Economist Paul Krugman however says that it's "good to see the Fed moving, finally".
Writing in his New York Times column, Krugman adds that "the Fed seems to be trying to 'credibly promise to be irresponsible'" as a way of raising inflation expectations, something Krugman advocated the Bank of Japan do back in the 1990s.
"As [Bernanke] himself said," adds Neal Soss, chief economist at Credit Suisse and a former New York Fed economist, the Fed has built up a lot of capital with respect to inflation credibility...the point of having capital is, from time to time, to spend it."
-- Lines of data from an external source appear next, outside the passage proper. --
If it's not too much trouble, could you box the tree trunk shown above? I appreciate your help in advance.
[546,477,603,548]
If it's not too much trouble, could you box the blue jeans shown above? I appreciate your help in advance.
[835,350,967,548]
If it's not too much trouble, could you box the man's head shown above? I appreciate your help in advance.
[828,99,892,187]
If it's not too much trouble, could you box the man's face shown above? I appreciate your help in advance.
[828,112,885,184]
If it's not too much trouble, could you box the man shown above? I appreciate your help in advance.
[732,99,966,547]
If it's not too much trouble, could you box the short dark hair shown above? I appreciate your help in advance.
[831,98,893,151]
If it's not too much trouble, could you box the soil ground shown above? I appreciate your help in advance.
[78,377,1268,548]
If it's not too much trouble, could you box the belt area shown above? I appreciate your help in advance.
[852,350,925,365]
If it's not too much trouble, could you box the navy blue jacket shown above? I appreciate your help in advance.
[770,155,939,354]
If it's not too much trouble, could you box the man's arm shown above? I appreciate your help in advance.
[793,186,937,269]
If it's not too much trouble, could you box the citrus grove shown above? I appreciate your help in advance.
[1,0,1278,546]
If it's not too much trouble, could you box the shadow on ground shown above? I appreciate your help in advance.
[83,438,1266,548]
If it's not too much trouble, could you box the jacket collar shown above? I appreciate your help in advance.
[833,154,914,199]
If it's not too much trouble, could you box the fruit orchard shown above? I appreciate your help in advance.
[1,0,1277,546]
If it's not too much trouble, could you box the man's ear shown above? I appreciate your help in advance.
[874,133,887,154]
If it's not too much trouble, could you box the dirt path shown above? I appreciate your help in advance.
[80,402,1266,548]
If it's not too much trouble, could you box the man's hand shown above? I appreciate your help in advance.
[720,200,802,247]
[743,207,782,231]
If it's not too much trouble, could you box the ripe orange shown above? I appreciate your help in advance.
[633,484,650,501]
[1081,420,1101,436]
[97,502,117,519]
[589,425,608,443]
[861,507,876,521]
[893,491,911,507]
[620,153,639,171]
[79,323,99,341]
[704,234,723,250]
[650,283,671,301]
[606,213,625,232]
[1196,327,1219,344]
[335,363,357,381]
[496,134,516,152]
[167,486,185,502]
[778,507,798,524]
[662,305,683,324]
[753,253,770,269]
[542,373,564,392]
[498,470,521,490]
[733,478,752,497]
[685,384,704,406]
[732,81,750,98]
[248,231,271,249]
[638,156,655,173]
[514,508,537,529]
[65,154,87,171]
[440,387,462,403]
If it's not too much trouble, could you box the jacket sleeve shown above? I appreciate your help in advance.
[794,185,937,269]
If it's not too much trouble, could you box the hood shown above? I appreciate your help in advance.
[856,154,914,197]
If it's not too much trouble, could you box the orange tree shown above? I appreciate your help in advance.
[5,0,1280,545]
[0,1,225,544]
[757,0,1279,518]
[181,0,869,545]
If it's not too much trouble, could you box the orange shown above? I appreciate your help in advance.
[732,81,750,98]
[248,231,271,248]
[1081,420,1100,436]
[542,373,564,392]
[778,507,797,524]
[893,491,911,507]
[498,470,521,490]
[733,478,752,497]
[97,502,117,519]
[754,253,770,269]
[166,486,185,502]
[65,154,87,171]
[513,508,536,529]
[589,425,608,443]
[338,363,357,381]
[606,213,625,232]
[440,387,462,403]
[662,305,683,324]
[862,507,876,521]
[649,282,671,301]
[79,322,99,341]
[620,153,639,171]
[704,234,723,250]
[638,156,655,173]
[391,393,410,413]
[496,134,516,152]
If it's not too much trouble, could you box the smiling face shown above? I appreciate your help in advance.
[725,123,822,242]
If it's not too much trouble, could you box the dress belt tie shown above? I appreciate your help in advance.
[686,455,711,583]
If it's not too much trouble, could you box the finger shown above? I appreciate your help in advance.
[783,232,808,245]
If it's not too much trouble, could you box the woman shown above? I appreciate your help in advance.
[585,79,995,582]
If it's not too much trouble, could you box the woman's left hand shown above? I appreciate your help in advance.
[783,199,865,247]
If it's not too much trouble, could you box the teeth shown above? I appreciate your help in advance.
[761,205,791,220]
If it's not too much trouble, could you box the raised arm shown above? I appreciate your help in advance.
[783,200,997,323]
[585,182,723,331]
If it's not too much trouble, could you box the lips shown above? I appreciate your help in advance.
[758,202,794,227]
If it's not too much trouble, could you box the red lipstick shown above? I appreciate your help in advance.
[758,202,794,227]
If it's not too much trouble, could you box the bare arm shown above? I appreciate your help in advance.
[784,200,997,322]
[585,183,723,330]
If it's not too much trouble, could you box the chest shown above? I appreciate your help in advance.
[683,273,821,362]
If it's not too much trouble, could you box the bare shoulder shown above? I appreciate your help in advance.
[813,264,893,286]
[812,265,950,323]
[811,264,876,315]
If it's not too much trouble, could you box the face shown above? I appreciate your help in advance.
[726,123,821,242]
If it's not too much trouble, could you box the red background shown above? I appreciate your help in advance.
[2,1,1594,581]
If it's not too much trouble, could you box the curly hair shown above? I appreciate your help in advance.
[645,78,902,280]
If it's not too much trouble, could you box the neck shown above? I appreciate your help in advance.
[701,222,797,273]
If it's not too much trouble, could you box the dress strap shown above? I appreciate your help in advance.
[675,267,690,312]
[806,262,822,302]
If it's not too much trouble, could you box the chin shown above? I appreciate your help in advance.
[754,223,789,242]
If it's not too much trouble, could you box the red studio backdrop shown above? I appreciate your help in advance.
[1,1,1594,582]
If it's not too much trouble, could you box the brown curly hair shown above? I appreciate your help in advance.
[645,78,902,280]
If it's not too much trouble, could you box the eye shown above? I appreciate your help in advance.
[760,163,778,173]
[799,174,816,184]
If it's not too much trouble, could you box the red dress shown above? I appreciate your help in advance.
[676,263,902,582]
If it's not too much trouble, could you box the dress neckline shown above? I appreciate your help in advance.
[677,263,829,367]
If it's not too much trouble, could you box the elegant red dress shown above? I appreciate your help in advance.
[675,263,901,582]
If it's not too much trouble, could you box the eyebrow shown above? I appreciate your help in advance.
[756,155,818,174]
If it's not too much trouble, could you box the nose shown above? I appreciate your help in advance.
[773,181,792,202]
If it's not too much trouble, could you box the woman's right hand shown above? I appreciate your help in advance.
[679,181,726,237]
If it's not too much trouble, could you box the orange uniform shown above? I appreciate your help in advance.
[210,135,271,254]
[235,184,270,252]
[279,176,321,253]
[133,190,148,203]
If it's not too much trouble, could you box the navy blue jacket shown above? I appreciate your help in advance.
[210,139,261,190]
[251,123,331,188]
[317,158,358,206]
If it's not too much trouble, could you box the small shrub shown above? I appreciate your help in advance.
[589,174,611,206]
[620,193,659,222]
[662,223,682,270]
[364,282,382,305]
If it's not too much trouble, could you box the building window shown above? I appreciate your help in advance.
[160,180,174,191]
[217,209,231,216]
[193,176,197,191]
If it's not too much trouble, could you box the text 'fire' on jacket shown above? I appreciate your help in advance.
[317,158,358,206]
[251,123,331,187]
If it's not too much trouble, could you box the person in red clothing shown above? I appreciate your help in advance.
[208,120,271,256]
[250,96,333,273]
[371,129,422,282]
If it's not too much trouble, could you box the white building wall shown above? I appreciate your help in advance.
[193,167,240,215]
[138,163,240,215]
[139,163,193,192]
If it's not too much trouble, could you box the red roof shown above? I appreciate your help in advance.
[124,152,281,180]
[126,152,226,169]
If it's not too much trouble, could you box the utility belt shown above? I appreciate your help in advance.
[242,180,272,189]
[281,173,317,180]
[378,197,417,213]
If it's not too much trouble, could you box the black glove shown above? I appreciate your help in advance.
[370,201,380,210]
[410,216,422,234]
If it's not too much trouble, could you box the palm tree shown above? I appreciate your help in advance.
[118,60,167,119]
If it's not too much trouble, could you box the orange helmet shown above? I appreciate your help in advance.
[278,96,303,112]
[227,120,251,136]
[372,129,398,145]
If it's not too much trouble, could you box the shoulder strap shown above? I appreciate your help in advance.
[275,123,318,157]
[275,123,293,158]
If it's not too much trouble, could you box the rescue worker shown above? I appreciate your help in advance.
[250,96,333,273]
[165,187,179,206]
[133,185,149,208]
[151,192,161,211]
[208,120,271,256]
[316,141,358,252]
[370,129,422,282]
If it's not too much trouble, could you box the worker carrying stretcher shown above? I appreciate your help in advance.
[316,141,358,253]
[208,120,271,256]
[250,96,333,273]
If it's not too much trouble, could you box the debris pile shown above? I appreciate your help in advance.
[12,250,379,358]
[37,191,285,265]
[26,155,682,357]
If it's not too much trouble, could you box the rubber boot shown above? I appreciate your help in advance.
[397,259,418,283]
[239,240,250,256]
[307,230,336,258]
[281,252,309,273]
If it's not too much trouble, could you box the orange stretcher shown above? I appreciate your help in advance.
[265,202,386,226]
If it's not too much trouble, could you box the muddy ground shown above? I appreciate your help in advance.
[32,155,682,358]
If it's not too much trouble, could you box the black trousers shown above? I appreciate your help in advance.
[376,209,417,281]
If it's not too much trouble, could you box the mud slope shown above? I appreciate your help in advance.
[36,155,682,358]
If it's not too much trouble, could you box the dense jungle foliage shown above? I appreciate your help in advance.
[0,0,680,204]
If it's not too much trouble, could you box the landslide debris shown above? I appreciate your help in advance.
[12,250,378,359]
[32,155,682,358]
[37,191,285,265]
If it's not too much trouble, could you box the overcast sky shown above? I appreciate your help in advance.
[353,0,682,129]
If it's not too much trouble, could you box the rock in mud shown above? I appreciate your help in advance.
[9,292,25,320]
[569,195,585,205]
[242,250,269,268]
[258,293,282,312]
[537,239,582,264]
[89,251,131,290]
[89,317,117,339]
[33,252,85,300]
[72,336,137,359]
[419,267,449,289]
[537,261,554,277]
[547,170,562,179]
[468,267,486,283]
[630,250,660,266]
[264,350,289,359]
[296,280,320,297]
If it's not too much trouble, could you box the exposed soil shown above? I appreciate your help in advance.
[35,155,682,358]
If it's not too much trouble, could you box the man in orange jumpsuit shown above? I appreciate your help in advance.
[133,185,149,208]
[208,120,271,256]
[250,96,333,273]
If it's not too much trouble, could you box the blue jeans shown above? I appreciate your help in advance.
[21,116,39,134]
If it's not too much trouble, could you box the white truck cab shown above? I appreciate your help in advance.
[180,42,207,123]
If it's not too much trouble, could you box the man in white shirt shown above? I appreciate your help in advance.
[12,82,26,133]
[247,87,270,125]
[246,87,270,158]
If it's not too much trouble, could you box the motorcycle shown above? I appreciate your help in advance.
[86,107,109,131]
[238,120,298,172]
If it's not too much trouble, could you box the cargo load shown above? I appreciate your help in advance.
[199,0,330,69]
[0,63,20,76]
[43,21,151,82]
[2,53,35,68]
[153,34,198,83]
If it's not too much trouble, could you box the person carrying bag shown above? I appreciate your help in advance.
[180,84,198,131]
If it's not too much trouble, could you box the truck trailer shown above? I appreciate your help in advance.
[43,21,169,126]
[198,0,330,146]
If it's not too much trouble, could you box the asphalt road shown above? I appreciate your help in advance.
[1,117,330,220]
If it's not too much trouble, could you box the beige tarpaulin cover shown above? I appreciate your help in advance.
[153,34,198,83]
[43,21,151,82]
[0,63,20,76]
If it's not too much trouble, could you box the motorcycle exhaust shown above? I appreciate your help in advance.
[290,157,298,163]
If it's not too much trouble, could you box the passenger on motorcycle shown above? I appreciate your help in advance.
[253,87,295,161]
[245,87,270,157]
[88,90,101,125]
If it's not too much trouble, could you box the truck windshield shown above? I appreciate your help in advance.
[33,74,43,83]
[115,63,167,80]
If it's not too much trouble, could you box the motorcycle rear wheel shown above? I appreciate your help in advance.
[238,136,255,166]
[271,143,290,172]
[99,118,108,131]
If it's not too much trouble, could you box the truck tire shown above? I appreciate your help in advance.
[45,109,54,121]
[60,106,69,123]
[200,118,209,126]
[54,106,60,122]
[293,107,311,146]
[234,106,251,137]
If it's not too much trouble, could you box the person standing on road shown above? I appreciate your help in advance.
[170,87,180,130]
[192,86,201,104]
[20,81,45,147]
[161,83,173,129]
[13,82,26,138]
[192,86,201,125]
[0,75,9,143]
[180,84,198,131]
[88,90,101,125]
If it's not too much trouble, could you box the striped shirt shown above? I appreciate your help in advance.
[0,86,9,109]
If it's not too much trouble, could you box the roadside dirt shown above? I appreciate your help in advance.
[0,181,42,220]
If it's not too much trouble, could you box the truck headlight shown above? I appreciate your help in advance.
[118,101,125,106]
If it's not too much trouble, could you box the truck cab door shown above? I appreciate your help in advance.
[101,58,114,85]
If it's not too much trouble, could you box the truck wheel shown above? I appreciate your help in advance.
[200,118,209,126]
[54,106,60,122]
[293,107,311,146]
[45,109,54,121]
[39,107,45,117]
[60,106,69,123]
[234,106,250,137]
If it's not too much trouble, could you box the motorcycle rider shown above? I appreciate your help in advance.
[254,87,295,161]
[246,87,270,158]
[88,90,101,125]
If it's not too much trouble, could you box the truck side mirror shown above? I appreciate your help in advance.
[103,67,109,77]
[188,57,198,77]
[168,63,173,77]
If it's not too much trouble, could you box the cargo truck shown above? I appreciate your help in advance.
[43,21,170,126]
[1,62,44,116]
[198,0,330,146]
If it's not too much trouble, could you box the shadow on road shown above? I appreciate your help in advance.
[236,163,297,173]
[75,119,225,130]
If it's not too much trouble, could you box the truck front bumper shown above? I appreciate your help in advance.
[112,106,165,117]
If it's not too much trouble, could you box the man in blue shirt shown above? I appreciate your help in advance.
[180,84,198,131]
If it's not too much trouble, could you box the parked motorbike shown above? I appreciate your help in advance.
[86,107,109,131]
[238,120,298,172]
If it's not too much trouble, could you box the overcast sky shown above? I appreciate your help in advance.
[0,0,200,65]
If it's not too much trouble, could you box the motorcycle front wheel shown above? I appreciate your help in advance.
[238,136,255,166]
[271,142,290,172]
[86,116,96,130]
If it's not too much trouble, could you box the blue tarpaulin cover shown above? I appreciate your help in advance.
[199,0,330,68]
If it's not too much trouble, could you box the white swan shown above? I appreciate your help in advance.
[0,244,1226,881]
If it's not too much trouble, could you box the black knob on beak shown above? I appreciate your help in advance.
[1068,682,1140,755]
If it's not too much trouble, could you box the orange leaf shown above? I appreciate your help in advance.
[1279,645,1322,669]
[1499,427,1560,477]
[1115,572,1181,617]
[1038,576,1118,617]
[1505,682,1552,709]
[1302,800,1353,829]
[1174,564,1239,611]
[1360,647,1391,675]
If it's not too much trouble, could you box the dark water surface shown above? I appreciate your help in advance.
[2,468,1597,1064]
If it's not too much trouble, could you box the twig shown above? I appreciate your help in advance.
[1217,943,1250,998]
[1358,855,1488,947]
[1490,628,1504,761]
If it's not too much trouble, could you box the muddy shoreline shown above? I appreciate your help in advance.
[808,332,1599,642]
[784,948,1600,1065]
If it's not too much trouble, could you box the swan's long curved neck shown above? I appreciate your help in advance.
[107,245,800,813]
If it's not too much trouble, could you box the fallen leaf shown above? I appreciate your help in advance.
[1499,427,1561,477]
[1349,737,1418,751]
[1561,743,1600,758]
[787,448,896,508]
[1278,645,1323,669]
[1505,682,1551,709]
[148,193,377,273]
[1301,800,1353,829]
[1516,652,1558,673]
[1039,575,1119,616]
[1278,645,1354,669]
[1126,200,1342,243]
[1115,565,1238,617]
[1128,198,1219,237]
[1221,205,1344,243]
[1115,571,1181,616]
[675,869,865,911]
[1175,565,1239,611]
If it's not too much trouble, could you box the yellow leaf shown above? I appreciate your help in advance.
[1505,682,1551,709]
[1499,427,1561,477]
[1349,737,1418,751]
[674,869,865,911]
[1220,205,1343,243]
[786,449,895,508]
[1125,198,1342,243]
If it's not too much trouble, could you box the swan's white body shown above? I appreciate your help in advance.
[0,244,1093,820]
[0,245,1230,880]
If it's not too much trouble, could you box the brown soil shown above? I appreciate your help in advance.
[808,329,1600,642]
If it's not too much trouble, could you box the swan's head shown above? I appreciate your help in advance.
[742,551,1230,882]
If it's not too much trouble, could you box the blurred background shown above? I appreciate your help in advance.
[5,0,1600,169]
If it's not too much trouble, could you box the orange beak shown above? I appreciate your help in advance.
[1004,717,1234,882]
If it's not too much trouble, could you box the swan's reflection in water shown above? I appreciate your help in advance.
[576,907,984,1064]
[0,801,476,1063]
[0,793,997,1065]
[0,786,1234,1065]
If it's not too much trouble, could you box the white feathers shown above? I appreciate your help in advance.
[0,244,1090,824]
"Should the Fed expand its balance sheet by a further $1.3 trillion," says Standard Bank strategist Walter de Wet, "it would lift our fair value estimate for gold to around $1900. As a result, even from current levels of gold at $1770, we still see substantial upside for the metal."
Here in Europe meantime, Spain would be "daft" to ask for a bailout on top of the €100 billion it has already agreed to fund banking sector restructuring, according to German finance minister Wolfgang Schaeuble.
"I'm not in the camp that says 'take the money,'" Schaeuble said in an interview Thursday.
"I'm one of those who says we should do everything possible to convince the markets that...speculation against Spain is without any basis in reality."
"Our desire and intention," said Spain's budget minister Cristobal Montoro yesterday, "is to return again to being a reliable partner in Europe that doesn't ask for anything."
On the currency markets, the Euro rallied above $1.31 against the Dollar for the first time since early May this morning. Despite this strengthening, Euro gold bullion prices set a record high at Friday morning's London Fix above €1359 per ounce, before drifting lower towards lunchtime.